Читать «Диалоги (июль 2003 г.)» онлайн - страница 178

А.Г. Об этом чуть позже. А всё-таки, по каким признакам? Ведь известно сейчас, что код шимпанзе, по-моему, отличается от нас всего на 1 процент.

П.И. Да, всего на 1 процент.

А.Г. А на сколько же процентов отличается…

П.И. …ДНК одного индивидуума от другого? На доли процента. Десятые, а, может быть, и сотые доли процента.

А.Г. Так их же найти надо.

П.И. И это было естественным препятствием для того, чтобы методы молекулярной биологии и молекулярной генетики могли бы эффективно служить как инструмент в решении задачи идентификации человека – вплоть до середины 80-х годов. Как вы знаете, эпоха ДНК, а именно, структурно-функциональных исследований ДНК, началась в 50-х годах уже прошлого века. Так вот, проблема как раз заключалась в том, что до определённого момента молекулярные биологи и молекулярные генетики оперировали такими понятиями, как ДНК, гены на уровне видовом. То есть, это была ДНК человека, или гены мыши, или гены дрозофилы (есть такой излюбленный объект генетиков). Там до особей и индивидуумов не доходило – именно потому, что, как вы правильно сказали, уровень различий между генами у особей одного вида чрезвычайно мал. И если бы эти различия были рассредоточены равномерно по геному, то есть по всем – всем генам организма, тогда нам говорить было бы не о чем в смысле идентификации. Мы могли бы рассчитывать только на счастливый случай… Условно говоря, счастливый, когда наш искомый идентифицируемый объект, скажем, страдал бы каким-то выраженным наследственным, желательно моногенным, заболеванием.

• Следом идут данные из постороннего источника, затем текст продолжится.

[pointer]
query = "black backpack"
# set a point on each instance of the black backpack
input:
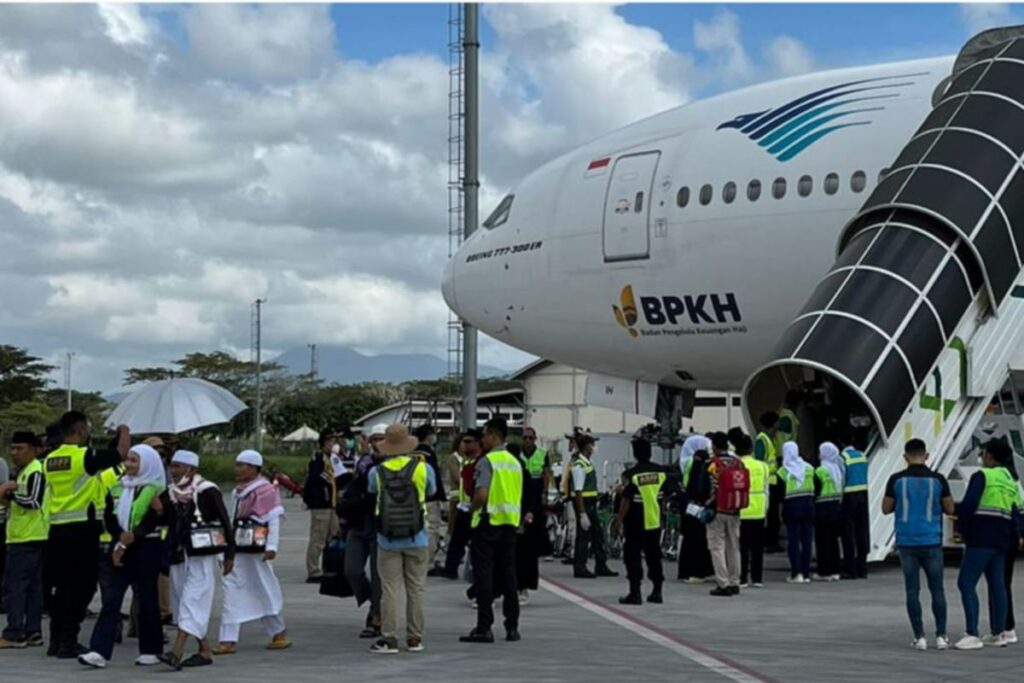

А.Г. Например, гемофилией.

П.И. Ну, например, гемофилией или, я уж не знаю, мышечной дистрофией Дюшенна. Тогда мы бы могли, уловив этот дефектный ген, отличить данного человека от всех остальных здоровых, и с известной точностью рассуждать о том, что не так часто нам попадаются такие больные, и если уж такой попался, да ещё по каким-то косвенным признакам имеет отношение к расследуемой ситуации, то значит, наверняка, это он, разыскиваемый, и есть. Если бы вот так было, то на этом всё бы и закончилось. Но оказалось, что в природе всё не так. Оказалось, что вот эти различия, они кластеризованы, то есть они сгруппированы в каких-то областях генома. Другие же области могут на протяжении многих и многих генов, или лучше, не будем говорить «гены», а скажем «участков ДНК», оказаться одинаковыми, неразличимыми у разных индивидуумов. Так вот, нужно знать, куда посмотреть.

А.Г. Так куда посмотреть?

П.И. О, это особые гены, которые носят название полиморфных, даже гиперполиморфных или гипервариабельных генов. Они получили своё название именно потому, что они, их варианты, или как принято говорить, алельные состояния этих генов различаются у разных людей – в отличие от всех других, обычных генов, которые практически одинаковы, и только, скажем, патология какая-то может быть отличием. В последнем случае мы имеем так называемые диалельные состояния, то есть мутацию и дикий тип. Для гиперполиморфизма же характерно много равноценных вариантов одного и того же гена. Если при этом варианты различаются структурой, то, умея посмотреть эту структуру, разницу в структуре, мы сможем различить эти разные варианты и тем самым приписать тот или иной конкретный вариант тому или иному индивидууму.